Prof. Dr. David Lillicrap, TÜBA-Yurt Dışından Bilim İnsanı Davet Programı’yla Türkiye’deydi

Türkiye Hemofili Derneği’nin ev sahipliğinde 11. Uluslararası Türkiye Hemofili Kongresi, başta hematoloji uzmanları olmak üzere, ortopedi, cerrahi, fizik tedavi, nükleer tıp uzmanları ile diş hekimlerinin, hemşirelerin ve hemofiliklerle onların yakınlarından oluşan 387 kişinin katılımıyla 17-20 Nisan 2014 tarihleri arasında İstanbul’da gerçekleştirildi.

Kongre’ye, TÜBA Asli Üyesi ve 11.Uluslararası Türkiye Hemofili Kongresi Başkanı Prof. Dr. Bülent Zülfikar’ın çağrısıyla, TÜBA-Bilim İnsanı Davet Programı dahilinde Kanada’dan katılan Queen’s Üniversitesi’nden Prof. Dr. David Lillicrap ‘Gen Tedavisinde Yarın’ adlı konferans verdi. Oturumu Prof. Lillicrap’ın yanında yetişen Doç. Dr. Ergül Berber yönetirken, Prof. Dr. Bülent Zülfikar oturumda tartışmacı olarak yer aldı.

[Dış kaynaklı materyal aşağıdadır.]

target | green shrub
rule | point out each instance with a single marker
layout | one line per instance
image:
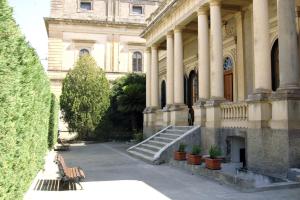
(181, 147)
(196, 150)
(85, 97)
(214, 152)
(24, 109)
(125, 114)
(53, 122)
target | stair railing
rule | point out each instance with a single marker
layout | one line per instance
(157, 154)
(149, 138)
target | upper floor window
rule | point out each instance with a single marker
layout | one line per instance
(85, 5)
(137, 10)
(137, 62)
(84, 52)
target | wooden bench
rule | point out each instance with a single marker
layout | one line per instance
(69, 174)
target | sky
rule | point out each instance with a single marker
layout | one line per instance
(29, 15)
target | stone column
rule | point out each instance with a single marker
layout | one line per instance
(203, 54)
(203, 67)
(154, 77)
(288, 48)
(260, 110)
(148, 77)
(217, 71)
(170, 69)
(262, 59)
(213, 110)
(178, 65)
(179, 111)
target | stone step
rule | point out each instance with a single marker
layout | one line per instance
(170, 135)
(157, 143)
(173, 131)
(140, 155)
(163, 139)
(181, 128)
(151, 147)
(146, 152)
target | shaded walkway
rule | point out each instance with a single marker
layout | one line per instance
(109, 162)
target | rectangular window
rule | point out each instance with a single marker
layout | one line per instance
(86, 5)
(138, 10)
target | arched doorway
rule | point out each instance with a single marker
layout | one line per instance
(192, 96)
(163, 94)
(228, 79)
(275, 66)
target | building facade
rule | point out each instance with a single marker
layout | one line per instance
(107, 29)
(232, 67)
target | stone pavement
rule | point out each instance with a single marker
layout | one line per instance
(116, 175)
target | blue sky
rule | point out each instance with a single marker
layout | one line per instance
(29, 15)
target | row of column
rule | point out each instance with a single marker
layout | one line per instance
(210, 50)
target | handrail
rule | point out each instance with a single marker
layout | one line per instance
(149, 138)
(157, 155)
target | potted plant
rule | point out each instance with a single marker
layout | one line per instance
(213, 161)
(194, 158)
(180, 154)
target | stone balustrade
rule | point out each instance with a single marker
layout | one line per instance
(234, 114)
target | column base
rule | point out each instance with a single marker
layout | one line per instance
(200, 113)
(213, 112)
(259, 110)
(179, 115)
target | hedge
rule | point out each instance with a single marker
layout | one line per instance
(53, 122)
(24, 109)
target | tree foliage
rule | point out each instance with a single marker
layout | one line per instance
(53, 122)
(124, 116)
(24, 109)
(85, 96)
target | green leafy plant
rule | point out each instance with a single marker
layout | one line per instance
(125, 114)
(53, 122)
(214, 152)
(196, 150)
(24, 109)
(181, 147)
(85, 97)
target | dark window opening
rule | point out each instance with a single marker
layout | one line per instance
(137, 62)
(137, 10)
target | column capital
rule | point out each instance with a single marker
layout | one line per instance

Prof. Dr. Lillicrap sunumunda özetle; “1980’li yıllarda FVIII ve FIX genlerinin klonlanmasından beri hemofili hastalığı, somatik gen transferi (gen terapi) çalışmaları için aday hastalıklardan olmuştur. Geçmiş 20 yılı aşkın bir süredir, küçük ve büyük hayvan modelleri ile yapılan gen terapi laboratuvar çalışmalarında önemli başarılar elde edilmiştir. Buna karşın, 2 yıl önce insanda hemofili gen tedavisi için klinik uygulama yapılmış ancak pıhtılaşma faktörlerinin kısa süreli ifadesi elde edilebilmiştir. Öte yandan, çok yakın bir zamanda ‘Adeno-associate viral (AAV)’ vektör sistemi kullanarak faktör IX molekülünün uzun süreli, %2-10 düzeylerinde ekspresyonu sağlanarak Hemofili B gen terapisinde klinikte başarı sağlanmıştır. Elde edilen bu ilk başarıdan sonra, Hemofili B gen tedavisi denemeleri farklı AAV vektör sistemlerinin kullanıldığı ve farklı vektör uygulama protokollerinin kullanıldığı üç çalışma ile devam etmektedir. Klinikte FIX gen tedavisi ile elde edilen bu başarıya rağmen, FVIII gen tedavisi ile ilgili klinik bir başarı henüz söz konusu değildir. FVIII gen tedavi başarısının önündeki en önemli engeller FVIII cDNA’sının boyutunun büyük olması, FVIII transgen ekspresyonunun yeteri kadar olmaması ve FVIII’e karşı inhibitör oluşumudur. Sonuç olarak, gen tedavisi ile gen bozukluklarının onarımı için uzun yıllardır in situ çalışmalar yapılmakta olsa da bu çalışmaların klinik uygulaması henüz yakın zamanda gözükmemektedir. Öte yandan, yakın zamanda yapılan çalışmalar CRISPR-Cas9 gene editing sisteminin hemofili tedavisi için alternatif bir genetik yöntem olabileceğini göstermiştir” dedi.